US carrier Delta Air Lines will return to South Africa in August with nonstop service between Atlanta (ATL) and Johannesburg (JNB), more than a year after pausing flights between the destinations.
The return of the airline’s longest nonstop flight marks the milestone of Delta restoring service to all its pre-COVID markets in Africa, which include Accra (ACC), Ghana; Dakar (DSS), Senegal; and Lagos (LOS), Nigeria.
However, the SkyTeam alliance member has dropped plans to tag Cape Town (CPT) on to the ATL-JNB route. The intention to begin a triangle ATL-JNB-CPT-ATL routing was announced in 2020 and originally scheduled to start last October.
“Delta has proudly served South Africa for more than 15 years, and we’re thrilled to return to a market so highly sought after by tourists,” Delta SVP of network planning Joe Esposito said.
“Two-thirds of Americans report making summer travel plans, and with demand growing rapidly alongside US vaccination rates, we’re bringing back more flights and destinations to deliver on their anticipation to get back out in the world and reclaim the joy of travel.”
Delta will return to Johannesburg from Aug. 1 using Airbus A350-900s. Flights will operate three times per week, departing ATL at 7 p.m. on Wednesdays, Fridays and Sundays and arriving in JNB at 4.30 p.m. the following day.
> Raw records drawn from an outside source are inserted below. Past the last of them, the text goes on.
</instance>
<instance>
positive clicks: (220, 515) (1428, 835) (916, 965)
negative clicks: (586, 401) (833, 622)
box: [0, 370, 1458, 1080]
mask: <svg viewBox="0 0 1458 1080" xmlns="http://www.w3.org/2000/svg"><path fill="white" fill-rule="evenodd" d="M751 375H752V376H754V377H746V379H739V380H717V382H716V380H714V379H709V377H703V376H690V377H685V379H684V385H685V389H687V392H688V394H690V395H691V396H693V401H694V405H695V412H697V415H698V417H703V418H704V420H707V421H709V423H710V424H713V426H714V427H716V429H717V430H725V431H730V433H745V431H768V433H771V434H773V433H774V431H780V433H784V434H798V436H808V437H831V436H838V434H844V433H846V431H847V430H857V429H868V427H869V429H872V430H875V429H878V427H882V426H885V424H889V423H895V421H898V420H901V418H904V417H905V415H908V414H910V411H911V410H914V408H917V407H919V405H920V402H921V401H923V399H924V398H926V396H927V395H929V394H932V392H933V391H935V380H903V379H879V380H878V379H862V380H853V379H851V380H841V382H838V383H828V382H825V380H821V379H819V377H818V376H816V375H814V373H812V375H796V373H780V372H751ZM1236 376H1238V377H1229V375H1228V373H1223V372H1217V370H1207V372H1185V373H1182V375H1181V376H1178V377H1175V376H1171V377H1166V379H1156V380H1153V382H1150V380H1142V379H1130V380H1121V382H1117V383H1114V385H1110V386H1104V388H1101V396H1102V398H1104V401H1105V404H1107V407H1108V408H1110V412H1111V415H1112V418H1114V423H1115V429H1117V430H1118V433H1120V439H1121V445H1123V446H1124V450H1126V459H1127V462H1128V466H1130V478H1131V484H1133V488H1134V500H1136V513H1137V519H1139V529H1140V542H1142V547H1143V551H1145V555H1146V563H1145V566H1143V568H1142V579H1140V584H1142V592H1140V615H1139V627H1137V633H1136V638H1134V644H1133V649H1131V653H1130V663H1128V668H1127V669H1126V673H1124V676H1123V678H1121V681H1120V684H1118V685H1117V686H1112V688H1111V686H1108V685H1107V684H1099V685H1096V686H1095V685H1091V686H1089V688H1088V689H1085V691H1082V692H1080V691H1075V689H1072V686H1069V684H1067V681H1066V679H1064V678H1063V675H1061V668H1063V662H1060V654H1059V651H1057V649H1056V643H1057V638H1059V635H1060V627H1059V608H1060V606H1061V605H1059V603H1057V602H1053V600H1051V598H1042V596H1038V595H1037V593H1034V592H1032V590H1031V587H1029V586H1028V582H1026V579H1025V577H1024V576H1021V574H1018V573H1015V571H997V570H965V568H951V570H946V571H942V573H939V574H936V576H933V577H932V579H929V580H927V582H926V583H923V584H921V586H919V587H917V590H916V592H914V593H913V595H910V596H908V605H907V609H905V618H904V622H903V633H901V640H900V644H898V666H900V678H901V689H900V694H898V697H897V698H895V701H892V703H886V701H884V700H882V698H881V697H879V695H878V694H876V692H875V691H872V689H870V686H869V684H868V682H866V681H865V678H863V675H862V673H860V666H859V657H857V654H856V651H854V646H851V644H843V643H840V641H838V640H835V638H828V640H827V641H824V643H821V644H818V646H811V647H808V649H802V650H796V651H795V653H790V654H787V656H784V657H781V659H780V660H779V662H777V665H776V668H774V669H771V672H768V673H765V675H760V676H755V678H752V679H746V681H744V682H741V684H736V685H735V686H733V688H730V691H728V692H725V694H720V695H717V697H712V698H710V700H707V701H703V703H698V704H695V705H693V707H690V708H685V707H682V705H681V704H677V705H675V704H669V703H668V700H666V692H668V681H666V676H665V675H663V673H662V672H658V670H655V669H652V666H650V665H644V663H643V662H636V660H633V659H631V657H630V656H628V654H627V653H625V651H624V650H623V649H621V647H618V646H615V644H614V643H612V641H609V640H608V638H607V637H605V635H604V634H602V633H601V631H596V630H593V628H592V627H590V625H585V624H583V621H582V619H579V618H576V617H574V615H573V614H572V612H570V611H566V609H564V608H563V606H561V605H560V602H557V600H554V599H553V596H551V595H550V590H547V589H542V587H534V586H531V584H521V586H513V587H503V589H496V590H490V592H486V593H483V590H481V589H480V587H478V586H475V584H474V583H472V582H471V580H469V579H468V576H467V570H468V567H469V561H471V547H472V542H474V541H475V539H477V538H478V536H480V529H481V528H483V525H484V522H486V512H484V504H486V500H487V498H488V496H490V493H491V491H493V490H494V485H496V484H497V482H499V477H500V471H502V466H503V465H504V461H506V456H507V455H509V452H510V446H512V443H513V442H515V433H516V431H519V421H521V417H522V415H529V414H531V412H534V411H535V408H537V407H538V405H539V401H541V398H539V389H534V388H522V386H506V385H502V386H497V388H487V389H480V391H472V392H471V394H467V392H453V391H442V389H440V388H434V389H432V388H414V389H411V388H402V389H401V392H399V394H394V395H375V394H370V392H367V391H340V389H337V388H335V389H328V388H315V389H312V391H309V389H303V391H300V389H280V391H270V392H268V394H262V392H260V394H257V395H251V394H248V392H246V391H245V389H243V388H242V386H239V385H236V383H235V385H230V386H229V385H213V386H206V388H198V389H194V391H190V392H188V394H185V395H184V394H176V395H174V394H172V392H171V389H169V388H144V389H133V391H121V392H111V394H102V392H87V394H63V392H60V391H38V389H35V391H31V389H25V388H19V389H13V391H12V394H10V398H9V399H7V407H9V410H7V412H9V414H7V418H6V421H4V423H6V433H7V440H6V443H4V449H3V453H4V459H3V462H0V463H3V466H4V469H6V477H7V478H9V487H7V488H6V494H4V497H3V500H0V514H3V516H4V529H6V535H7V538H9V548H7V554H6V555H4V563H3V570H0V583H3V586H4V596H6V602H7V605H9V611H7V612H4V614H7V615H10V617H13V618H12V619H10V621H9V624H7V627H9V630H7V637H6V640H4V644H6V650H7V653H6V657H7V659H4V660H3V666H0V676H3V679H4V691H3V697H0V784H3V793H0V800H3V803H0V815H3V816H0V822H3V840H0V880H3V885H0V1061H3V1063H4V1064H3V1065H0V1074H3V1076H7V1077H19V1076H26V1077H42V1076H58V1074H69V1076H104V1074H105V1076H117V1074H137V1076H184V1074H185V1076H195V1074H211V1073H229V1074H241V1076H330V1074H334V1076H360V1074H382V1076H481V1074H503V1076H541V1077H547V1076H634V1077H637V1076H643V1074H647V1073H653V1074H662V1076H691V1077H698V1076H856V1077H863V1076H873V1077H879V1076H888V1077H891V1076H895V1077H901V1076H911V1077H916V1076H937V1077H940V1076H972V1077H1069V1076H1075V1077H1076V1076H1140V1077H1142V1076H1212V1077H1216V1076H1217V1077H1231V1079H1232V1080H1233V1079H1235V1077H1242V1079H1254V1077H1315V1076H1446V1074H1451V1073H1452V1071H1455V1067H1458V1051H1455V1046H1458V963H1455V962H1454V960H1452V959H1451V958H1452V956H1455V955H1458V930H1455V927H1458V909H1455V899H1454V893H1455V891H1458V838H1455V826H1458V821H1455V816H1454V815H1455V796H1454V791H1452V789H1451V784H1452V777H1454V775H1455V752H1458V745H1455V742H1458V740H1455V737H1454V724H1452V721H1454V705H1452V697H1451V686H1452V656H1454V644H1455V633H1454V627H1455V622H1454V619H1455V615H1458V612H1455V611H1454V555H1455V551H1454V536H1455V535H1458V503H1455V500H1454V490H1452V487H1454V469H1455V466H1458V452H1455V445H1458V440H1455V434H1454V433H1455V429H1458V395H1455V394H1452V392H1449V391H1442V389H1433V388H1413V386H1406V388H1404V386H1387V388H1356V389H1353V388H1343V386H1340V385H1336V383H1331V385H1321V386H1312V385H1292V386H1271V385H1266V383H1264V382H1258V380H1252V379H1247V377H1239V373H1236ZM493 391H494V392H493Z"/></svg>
The return service leave JNB at 10.55 p.m. on Mondays, Thursdays and Saturdays, arriving back at Delta’s ATL hub at 9.15 a.m. the next day.
The airline is currently operating nearly 20X-weekly flights to its African markets, including daily service between Atlanta and Lagos as well as between New York (JFK) and Accra, and five-times-a-week service between JFK and Dakar. On July 8, Delta will resume 4X-weekly service to Lagos from JFK as well.
At 13,573 km (8,433 mi.), the route between ATL and JNB is the farthest in Delta’s network. Los Angeles (LAX)-Sydney (SYD) is second at 12,056 km, with ATL-Seoul Incheon (ICN) third at 11,482 km.